The Panthers wore their popular all-black uniforms, and had encouraged fans to “black out” the stadium as well, for the first home playoff game since the 2008 season. But after the game, Stonewall Street took on a funeral air as fans walked to their cars and bemoaned an abrupt end to the season.

“They had a good year,” said Lee Smith of Lexington, who wore a black Carolina Panthers windbreaker. “I don’t think anyone can really leave here disappointed, although a lot of people will.”

Most fans kept their disappointment in perspective, however. Charlotte-Mecklenburg police, who had beefed up their presence uptown, reported no significant incidents in the center city during or after the game.

Fans recounted the changing energy in the stadium during the game.

“At first, it was jumping, it was like a revival,” said Andre Hawkins, of Charlotte. “But right at the end of the first half, (the 49ers) scored. And then they scored again the next time they got the ball.”

Hawkins took off after a late fourth-quarter interception left no doubt about the outcome.

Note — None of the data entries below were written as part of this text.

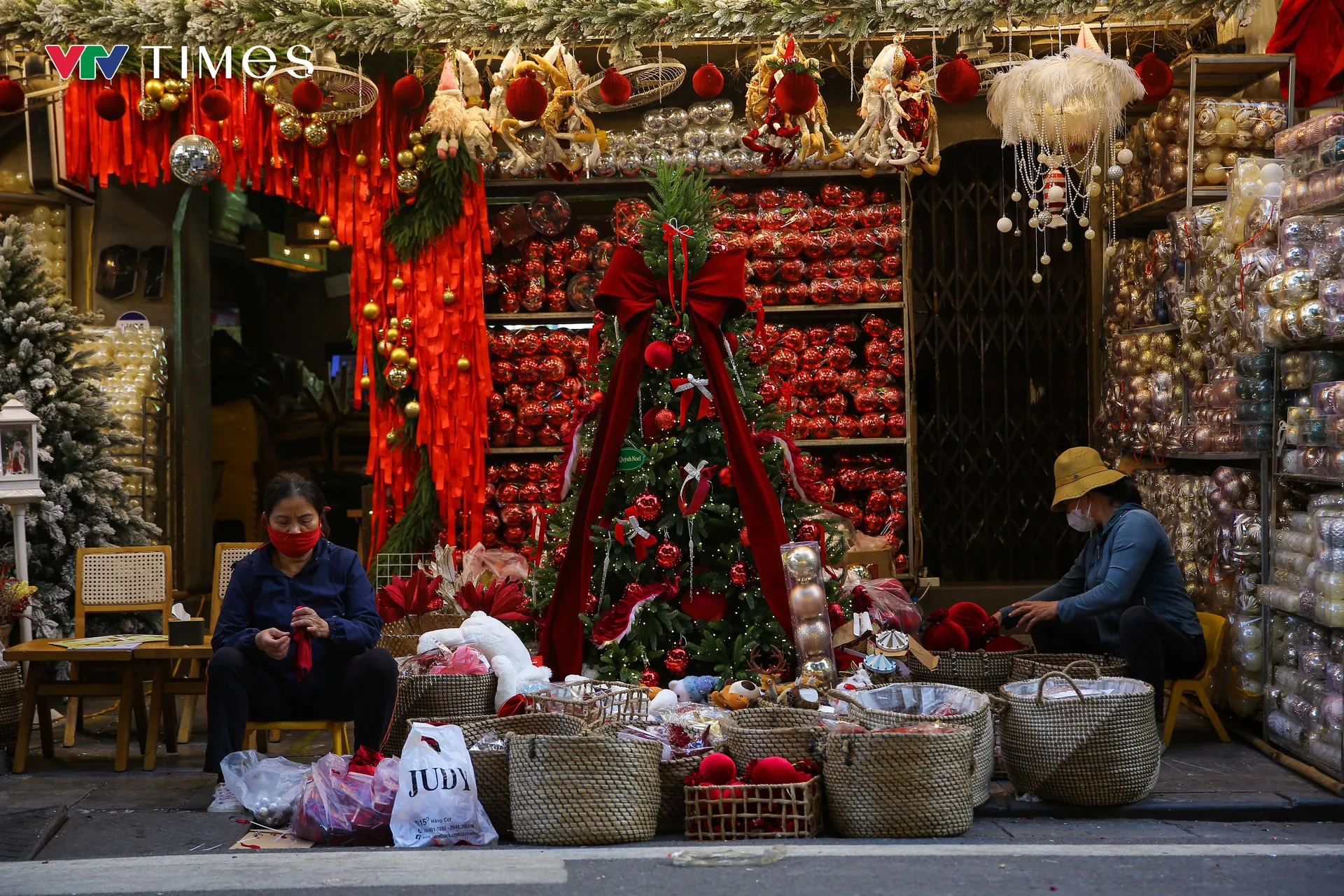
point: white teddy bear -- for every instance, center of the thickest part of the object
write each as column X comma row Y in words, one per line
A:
column 504, row 650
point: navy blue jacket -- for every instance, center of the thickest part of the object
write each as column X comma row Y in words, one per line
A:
column 262, row 597
column 1128, row 564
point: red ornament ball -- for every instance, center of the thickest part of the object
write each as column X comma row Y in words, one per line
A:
column 308, row 97
column 526, row 97
column 615, row 88
column 109, row 104
column 668, row 555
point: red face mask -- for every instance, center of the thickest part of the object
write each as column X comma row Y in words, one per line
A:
column 293, row 545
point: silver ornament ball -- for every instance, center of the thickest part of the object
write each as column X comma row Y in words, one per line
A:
column 194, row 160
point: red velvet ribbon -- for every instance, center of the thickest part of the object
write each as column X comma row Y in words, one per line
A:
column 631, row 290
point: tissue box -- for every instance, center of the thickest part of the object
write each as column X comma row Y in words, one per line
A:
column 186, row 633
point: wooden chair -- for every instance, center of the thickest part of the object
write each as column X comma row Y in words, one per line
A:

The mood had been decidedly different three hours earlier.

On Sunday morning, Brenda Scott smiled as she got a bright blue and black Panther spray-painted onto her cheek before she attended her first NFL game.

“Woo-hoo. On a scale of 1 to 10, I’m a 20,” the Durham resident said.

Carson Latta waited half his life to see the Panthers make another playoff game. He is 10.

His mom, Jen Latta, said they were both excited.

“It’s great to see the city come together,” the Charlotte resident said. “You take a city full of transients, and they make the team their own.”

Right in front of the stadium, fans flocked to take a picture with Tyler Nelson of Fayetteville.

That might have had something to do with what he wore: A head-to-toe Darth Vader costume, complete with respirator breathing noises, and carrying a sign, “Luuuke protect this house!” referring to popular linebacker Luke Kuechly.

It’s the playoffs, Nelson said. The team needs a win and he felt inspired, so he dressed up.

There was a small but healthy mix of 49ers fans at the stadium as well, including Weston Smith and his fiancee, Jennifer Ostroski, of Brick, N.J. On their first date, Ostroski said she loved the 49ers. “I thought she was kidding,” said Smith, smiling.

Jim and Lori Henry came from Atlantic City, N.J., to watch their 49ers – Lori had surprised her husband with the tickets.

The couple had been engaged for seven years before they finally got married.

“I married her for a reason,” said Jim Henry. “If I had known this (playoff ticket) was the reason, I would’ve caved much, much sooner.”

Across the street from the stadium, a Hare Krishna family sat cross-legged on the ground, banging a drum and chanting God’s name, as they usually do before and after Panthers games.

They weren’t going inside the stadium, however, said Devaprastha Dasa. “We don’t really watch football but we’re from Charlotte, so I guess we’ll support the Panthers today.”

After the loss, the parts of uptown closest to the stadium were mostly quiet. A few San Francisco fans gathered near Romare Bearden Park, dancing to celebrate their team’s victory as smoke wafted from a large grill. Children in football jerseys tossed a football back and forth.

And a man stood just a block away from Bank of America, trying the unload the last few “Go Panthers” towels, which sold for $10 before the game. They were $2, he told passersby, “the cheapest price you’ll find until next season.”